Multitud de esclavos en el mundo esperan de una mano ciudadana que les salve. Una desbordante masa de personas discriminadas también confían en esa mano ciudadana salvadora. Un gentío de personas
desesperadas, sumidas en la indignación, van al encuentro del ciudadano, que es el único que puede preguntarse por su vida y cambiarla. En los próximos tiempos, o se reparten los panes, es decir, los
bienes, o se volverá insostenible la convivencia. Serán los ciudadanos los que tienen que crear esa conciencia colectiva de generosidad, sobre todo para ayudar a encontrar soluciones a tantos vicios
sembrados por poderes indignos, que han tomado por bandera la corrupción y el enriquecimiento ilícito.
Cuando el poder no lleva implícito ningún deber y es ilimitado, todo lo que toca lo aplasta, incluida la vida humana. Y así, por mucho que se hable de la igualdad, no pueda haberla mientras unas
sociedades opriman a las otras. A la realidad me remito: en el mundo sigue habiendo personas tan opulentas que pueden comprar vidas humanas como quien compra una mercancía más y, también, hay pobres tan
desesperados que no tienen otra opción de supervivencia que venderse. El verídico testimonio de la modelo Yovanna Guzmán, publicado en el libro "La reina y el narco", es una clara prueba de esa
compraventa, como si la vida se resolviese con riqueza. La plata todo lo esclaviza. Uno piensa que el dinero lo hace todo y termina haciendo todo por dinero. A propósito, escribe la más deseada mujer de
pasarela, que sintió el cielo, pero también el infierno, con su manera de entregarse al capo. En cualquier caso, ¿habrá algo más ruin que sentirse un trofeo de alguien?. Poderoso caballero es don dinero,
nos recuerda hoy como ayer el refranero popular, que tanto nos reflejamos en él. Por desgracia para todos nosotros, aún estimamos más la posición de las gentes que a la gente por lo que representa de
ciudadanía, dándole más valor al patrimonio monetario que al patrimonio humano.

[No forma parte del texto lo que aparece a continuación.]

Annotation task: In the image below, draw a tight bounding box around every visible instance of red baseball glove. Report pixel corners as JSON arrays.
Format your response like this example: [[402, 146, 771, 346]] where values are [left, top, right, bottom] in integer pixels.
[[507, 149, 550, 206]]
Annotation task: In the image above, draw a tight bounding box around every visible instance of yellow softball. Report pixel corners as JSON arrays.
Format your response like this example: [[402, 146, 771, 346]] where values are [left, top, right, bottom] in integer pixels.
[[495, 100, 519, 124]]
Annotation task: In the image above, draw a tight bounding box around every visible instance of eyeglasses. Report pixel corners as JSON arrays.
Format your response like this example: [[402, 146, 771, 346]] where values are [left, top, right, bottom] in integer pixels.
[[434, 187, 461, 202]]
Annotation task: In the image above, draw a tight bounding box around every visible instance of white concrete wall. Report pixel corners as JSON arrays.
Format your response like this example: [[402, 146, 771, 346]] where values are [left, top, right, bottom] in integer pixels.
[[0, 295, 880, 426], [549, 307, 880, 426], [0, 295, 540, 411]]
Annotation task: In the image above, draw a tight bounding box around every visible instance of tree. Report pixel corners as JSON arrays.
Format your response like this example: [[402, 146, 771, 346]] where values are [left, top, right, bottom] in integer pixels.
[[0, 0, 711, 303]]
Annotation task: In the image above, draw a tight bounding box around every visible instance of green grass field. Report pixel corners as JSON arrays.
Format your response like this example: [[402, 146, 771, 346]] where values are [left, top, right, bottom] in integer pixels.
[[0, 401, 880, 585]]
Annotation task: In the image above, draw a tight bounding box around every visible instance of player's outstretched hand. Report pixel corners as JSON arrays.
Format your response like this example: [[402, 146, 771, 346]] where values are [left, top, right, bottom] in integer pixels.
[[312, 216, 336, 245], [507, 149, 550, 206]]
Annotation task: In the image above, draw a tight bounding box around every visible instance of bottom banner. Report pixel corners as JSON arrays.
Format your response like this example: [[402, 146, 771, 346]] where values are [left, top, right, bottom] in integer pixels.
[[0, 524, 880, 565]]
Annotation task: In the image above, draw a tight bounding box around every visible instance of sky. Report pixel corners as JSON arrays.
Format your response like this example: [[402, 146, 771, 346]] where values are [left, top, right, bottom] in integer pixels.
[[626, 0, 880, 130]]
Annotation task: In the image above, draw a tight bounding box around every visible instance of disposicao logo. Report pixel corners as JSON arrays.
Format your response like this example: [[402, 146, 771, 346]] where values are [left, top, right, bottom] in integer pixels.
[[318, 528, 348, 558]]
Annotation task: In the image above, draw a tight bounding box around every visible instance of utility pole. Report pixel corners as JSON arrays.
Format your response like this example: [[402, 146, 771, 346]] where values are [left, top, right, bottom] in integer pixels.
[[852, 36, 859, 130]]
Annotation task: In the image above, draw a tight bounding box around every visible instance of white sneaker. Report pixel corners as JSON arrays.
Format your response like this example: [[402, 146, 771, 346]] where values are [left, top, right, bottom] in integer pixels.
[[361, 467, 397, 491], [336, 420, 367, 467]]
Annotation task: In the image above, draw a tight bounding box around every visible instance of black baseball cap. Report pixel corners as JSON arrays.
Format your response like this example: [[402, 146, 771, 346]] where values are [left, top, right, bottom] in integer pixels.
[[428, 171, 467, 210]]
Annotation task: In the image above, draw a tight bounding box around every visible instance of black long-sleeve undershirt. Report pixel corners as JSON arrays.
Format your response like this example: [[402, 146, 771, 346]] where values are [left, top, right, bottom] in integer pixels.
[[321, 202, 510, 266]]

Desde luego, tenemos que pensar mucho más en ese patrimonio humanístico y protegerlo aún con más tesón ciudadano, porque estamos viendo amenazado al ser humano continua y persistentemente. La ciudadanía,
de este mundo mundializado, tiene que seguir cultivando el parlamento, compartiendo voces, viviendo un lenguaje que a todos nos interesa, el de la persona que pueda ser plenamente él mismo, y al que se le
considere, no por su caudal económico, sino por sus andanzas humanitarias de conciencia crítica y de autocrítica personal. Hay que renunciar a esas falsas superioridades, a esos poderes corrompidos, a
esas conductas que son una mentira incesante, a esos silencios que callan y otorgan complicidad con lo inhumano, obviando cualquier posibilidad de diálogo. Ha llegado, en consecuencia, la hora de la
ciudadanía. Ahora bien, debe estar dispuesta a expresarse desde el respeto por el semejante, aunque piense distinto, mediante un comportamiento tolerante. Las acciones ejemplarizantes son las que mejor
reconstruyen el ser interior de cada persona. No es entonces redundante recordar que es en la familia donde mejor se cultiva el respeto por el otro. Quienes están contra la familia no saben el daño que
hacen al mundo, porque son muchos los valores que deshacen y nada lo que cimientan. Una familia, sin duda, vale por mil maestros.